Ricardo was indeed an internationalist. He never limited himself to national borders. Although he studied conventional forestry in Southern France, he became one of the fiercest opponents to ‘green revolution’ forestry characterized by the industrial tree plantation model. Expanding worldwide and particularly in the South, these plantations, promoted as ‘planted forests’ by the FAO, result in numerous negative social and environmental impacts on local communities. His critique of industrial tree plantations became world-famous.

Incidentally, the social conflicts generated by these plantations also became a topic of doctoral dissertation for one of us (J.-F. G.). In 2006, while we were carrying out research in Southern Cameroon on local resistance to oil palm and rubber monocultures, Ricardo wrote to J.-F. G. saying he wanted to have a closer look at what was going on there as he didn’t have much experience of Central Africa he said. We thus organized a five-day trip for him in the area. This was the first time we met him. For us, a rich and unforgettable encounter. At the airport, he came with his little suitcase, a third of its volume being allocated to mate material (a traditional South American infused drink). His bright and soulful eyes stroke us.

During the day, we discussed with Bantu peasants, plantation workers and Bagyeli hunters-gatherers, and during the long evenings in Kribi, the three of us talked about politics, research and personal experiences. His humanity and ability to create a contact with persons from different backgrounds was unusual.

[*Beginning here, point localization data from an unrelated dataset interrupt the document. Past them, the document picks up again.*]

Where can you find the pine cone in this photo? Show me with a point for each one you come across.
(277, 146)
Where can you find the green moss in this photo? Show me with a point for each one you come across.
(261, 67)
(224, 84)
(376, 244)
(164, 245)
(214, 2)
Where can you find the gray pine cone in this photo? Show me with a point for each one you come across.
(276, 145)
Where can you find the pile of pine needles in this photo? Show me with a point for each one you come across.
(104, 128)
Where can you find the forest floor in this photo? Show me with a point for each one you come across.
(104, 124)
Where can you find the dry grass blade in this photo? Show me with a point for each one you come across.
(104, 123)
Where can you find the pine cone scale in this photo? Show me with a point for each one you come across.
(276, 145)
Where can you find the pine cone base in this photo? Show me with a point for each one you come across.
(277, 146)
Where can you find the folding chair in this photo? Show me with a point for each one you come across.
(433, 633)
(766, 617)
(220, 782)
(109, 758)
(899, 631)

Ricardo was always quite skeptical about the value of science without any direct political involvement of the researcher. He told us he became aware of the impacts of industrial tree monocultures by reading Vandana Shiva’s books at the end of the ‘80s. Together with Larry Lohmann, he then published a landmark book, ‘Pulping the South’ (1996), that turned into a classic of the environmentalist literature. This book contains the theoretical premises of the ‘environmentalism of the poor’, includes well-documented case studies from all over the world, and also displays a very practical-political side directly helpful to activists.

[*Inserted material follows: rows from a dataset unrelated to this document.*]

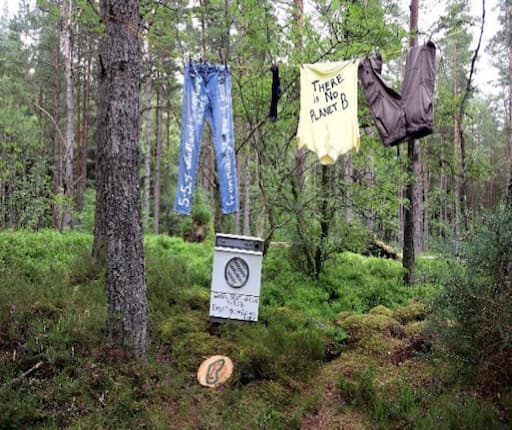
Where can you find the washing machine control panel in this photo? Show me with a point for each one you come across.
(237, 242)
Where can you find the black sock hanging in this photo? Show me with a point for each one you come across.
(276, 92)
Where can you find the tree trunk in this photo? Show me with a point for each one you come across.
(118, 133)
(236, 217)
(347, 173)
(247, 193)
(77, 162)
(299, 152)
(85, 126)
(68, 154)
(158, 160)
(411, 210)
(509, 129)
(369, 185)
(58, 143)
(147, 149)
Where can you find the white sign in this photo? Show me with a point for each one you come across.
(236, 278)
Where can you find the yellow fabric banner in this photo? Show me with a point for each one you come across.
(328, 109)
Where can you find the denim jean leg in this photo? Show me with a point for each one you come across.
(195, 103)
(221, 120)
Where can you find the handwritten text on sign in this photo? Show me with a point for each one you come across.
(328, 97)
(234, 306)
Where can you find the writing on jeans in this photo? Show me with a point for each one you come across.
(328, 97)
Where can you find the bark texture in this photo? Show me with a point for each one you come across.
(119, 212)
(411, 217)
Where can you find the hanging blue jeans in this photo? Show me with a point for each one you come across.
(207, 91)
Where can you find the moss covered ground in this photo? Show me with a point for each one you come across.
(354, 349)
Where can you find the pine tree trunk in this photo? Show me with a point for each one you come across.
(247, 193)
(58, 143)
(236, 217)
(347, 173)
(158, 160)
(369, 185)
(118, 133)
(411, 210)
(77, 162)
(508, 167)
(147, 150)
(85, 126)
(68, 154)
(299, 152)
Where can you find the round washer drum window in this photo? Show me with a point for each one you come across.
(236, 272)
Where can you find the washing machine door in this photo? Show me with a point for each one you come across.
(236, 282)
(237, 271)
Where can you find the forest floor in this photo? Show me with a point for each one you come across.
(352, 350)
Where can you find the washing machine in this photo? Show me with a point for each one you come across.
(236, 278)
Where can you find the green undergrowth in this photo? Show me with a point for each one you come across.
(56, 371)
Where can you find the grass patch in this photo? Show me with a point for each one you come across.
(53, 310)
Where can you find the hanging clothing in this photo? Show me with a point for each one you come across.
(207, 93)
(328, 109)
(276, 93)
(410, 113)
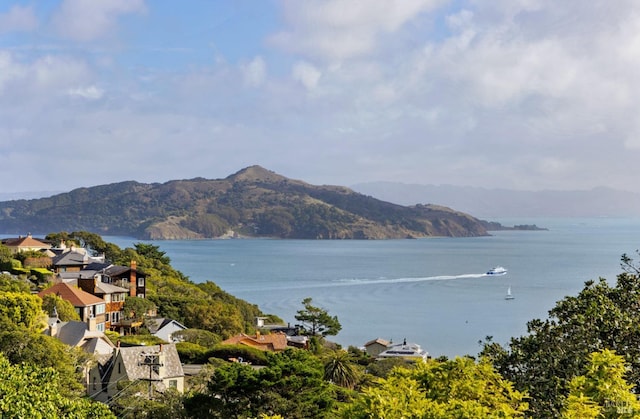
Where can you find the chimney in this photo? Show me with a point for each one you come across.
(133, 281)
(91, 324)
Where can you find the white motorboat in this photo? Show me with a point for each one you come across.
(498, 270)
(404, 350)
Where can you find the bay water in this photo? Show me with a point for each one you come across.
(433, 292)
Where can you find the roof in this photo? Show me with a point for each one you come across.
(104, 288)
(270, 342)
(158, 323)
(70, 258)
(74, 295)
(379, 341)
(26, 241)
(76, 334)
(132, 356)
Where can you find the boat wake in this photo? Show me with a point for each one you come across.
(364, 281)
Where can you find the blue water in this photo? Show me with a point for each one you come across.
(429, 291)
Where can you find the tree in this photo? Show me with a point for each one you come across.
(557, 349)
(602, 390)
(20, 310)
(340, 369)
(54, 303)
(30, 391)
(459, 388)
(317, 320)
(290, 385)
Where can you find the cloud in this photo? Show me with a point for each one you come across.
(255, 72)
(88, 92)
(18, 19)
(84, 21)
(306, 74)
(337, 30)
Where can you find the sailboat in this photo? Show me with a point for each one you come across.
(509, 296)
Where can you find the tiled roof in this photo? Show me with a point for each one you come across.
(270, 342)
(27, 241)
(132, 356)
(75, 296)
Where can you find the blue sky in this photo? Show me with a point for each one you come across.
(519, 94)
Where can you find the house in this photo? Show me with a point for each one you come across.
(376, 347)
(273, 342)
(164, 328)
(81, 335)
(112, 295)
(87, 306)
(25, 243)
(157, 365)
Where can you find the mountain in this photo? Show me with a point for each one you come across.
(253, 202)
(495, 203)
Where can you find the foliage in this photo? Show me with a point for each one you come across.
(20, 310)
(130, 402)
(459, 388)
(191, 353)
(30, 391)
(317, 320)
(602, 390)
(10, 284)
(340, 369)
(33, 347)
(200, 337)
(290, 385)
(65, 310)
(226, 352)
(556, 350)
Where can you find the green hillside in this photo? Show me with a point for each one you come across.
(253, 202)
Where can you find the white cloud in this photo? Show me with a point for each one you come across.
(18, 19)
(336, 30)
(88, 92)
(306, 74)
(87, 20)
(255, 72)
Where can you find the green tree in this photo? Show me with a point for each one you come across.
(459, 388)
(340, 369)
(317, 320)
(54, 303)
(30, 391)
(603, 390)
(290, 385)
(20, 310)
(556, 350)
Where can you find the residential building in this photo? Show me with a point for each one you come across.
(273, 342)
(164, 328)
(158, 365)
(88, 306)
(25, 243)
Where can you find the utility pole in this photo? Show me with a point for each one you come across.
(151, 360)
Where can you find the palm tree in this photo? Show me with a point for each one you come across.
(340, 369)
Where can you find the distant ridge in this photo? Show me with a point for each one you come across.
(495, 203)
(253, 202)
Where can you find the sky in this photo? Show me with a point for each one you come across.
(517, 94)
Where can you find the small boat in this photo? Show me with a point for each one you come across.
(406, 351)
(509, 296)
(498, 270)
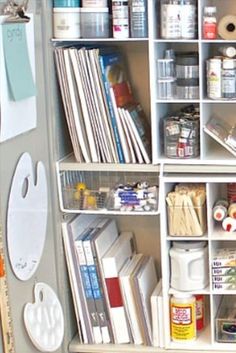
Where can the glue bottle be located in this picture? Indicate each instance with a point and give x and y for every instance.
(232, 210)
(220, 210)
(183, 317)
(229, 224)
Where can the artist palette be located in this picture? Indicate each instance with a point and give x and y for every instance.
(44, 319)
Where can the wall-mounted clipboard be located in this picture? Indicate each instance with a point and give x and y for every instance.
(16, 117)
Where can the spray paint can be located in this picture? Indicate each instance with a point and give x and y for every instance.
(214, 78)
(120, 19)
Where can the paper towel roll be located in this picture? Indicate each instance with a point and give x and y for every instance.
(227, 27)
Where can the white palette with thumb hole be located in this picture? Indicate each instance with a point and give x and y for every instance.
(44, 320)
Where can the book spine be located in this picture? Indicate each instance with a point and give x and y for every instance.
(97, 290)
(117, 310)
(111, 110)
(88, 291)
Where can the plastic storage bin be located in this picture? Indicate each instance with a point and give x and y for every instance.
(94, 22)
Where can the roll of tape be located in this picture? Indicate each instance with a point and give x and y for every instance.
(227, 27)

Two years after this publication, the WRM launched its campaign against industrial tree monocultures. This campaign aims at generating conscience on and organizing opposition to this type of forestry development worldwide. It also demands from the FAO to change its forest definition that considers industrial tree plantations as forests, with a very strong and, since the start of the campaign, widespread slogan: ‘Tree plantations are not forests’. It urges governments not to include tree plantations as carbon sinks in the Clean Development Mechanism of the Kyoto Protocol. The campaign is also very critical of market-based certification, carbon markets and agro-fuels. Because this position is coherent, ethically solid, and based on first-hand local activist knowledge, several major international organizations such as the FSC, CIFOR or FAO cannot afford to ignore it. In that sense, the WRM’s impact is surprisingly important in view of its ‘anti-capitalist’ political line. During the campaign, Ricardo wrote some memorable articles, notably his ‘Ten replies to ten lies’ (1999).

Since this field visit in Cameroon, Ricardo returned several times to Africa. We have constantly exchanged emails and texts and we met again in Johannesburg and Quito. He never lost his enthusiasm. He wrote to J.-F. G. last year how much he was learning from speaking to people about oil palm in rural Central Africa. To us, Ricardo exemplified the lucidity and humanity of ‘activist knowledge’. He was one of the world’s best political ecologists. His radical spirit will remain alive.